Additionally, Lessmann et al. [11] developed and validated an Artificial Intelligence algorithm (CORADS-AI) to score the likelihood and extent of COVID-19 on chest CT scans using the COVID-19 Reporting and Data System (CO-RADS) [40] and CT severity score (CTSS). The assigned standardized scores of 367 patients were found to be in good agreement with eight independent observers and generalized well to external data. In another study, Lieveld et al. [13] validated CO-RADS and evaluated its corresponding CTSS with 741 adult patients suspected COVID-19 positive from two tertiary centers in The Netherlands. Since there was a significant association between CTSS and hospital admission (stage 1), ICU admission (stage 2), and 30-day mortality (stage 3), the study findings support the use of CTSS in triage, diagnosis, and management decisions of potential COVID-19-positive patients at hospital emergency departments.

As proven by these studies, the quantified severity of COVID-19 lung abnormalities based on chest CT accurately correlates to patient conditions; therefore, the PLA estimated by our proposed method can potentially help in evaluating the prognosis and assessing treatment methods for rapid care. Indeed, our method gives outstanding performance in generating precise segmentations of lung abnormalities due to COVID-19 that correlate well with the GT PLA. As proven by various studies [12, 13], COVID-19 lung infection severity correlates with the patient condition; similarly, in our study each PLA directly describes the ROI segmentation. Our method could also be used to quantify follow-up CT images of patients since it generates precise PLA from accurate ROI segmentation. Also, when compared with other state-of-the-art methods, the proposed method performed significantly better to generate ROI segmentations. The method produced the highest precision and specificity scores.
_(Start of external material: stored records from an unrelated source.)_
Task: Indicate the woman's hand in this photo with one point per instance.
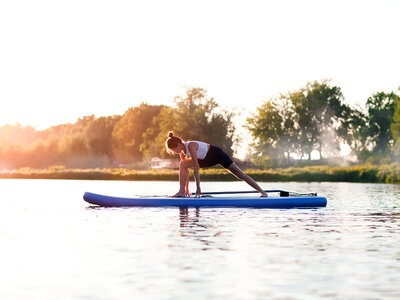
(198, 193)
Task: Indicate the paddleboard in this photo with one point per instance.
(254, 202)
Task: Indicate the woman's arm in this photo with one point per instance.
(193, 153)
(183, 157)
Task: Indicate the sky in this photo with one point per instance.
(61, 60)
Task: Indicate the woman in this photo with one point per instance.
(196, 155)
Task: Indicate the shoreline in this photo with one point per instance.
(358, 173)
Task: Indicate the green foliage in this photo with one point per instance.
(128, 132)
(395, 125)
(312, 118)
(194, 116)
(363, 173)
(105, 141)
(380, 110)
Even though the proposed method achieved promising results, there are limitations to this study. First, the lack of COVID-19 datasets including ROI segmentation to use as GT restricted us from further validating this method on a variety of datasets instead of computing data-specific results varying two datasets. Second, since patient demographic information was not provided for either dataset, we were not aware of any underlying conditions which might have contributed to the patients’ lung CT characteristics. Finally, as future work, we consider extending this pipeline to quantify other types of pneumonia lung infections.

5 Conclusion

In this study, we proposed a semi-automatic threshold-based segmentation method to generate lung ROI segmentations from COVID-19 positive patients’ lung CT images. Our results demonstrated the method’ effectiveness in generating accurate ROI segmentations, hence calculating precise PLA to determine COVID-19 severity. Also, given the accurate ROI segmentations obtained, the proposed method may potentially be useful to assess the severity of pneumonia in initial imaging and disease progression or remission in follow-up CT which could assist medical professionals with patient management and prognosis of the disease course. In future experiments, this method could be utilized to develop a fully automatic model with advanced features to assist medical professionals in rapid patient care.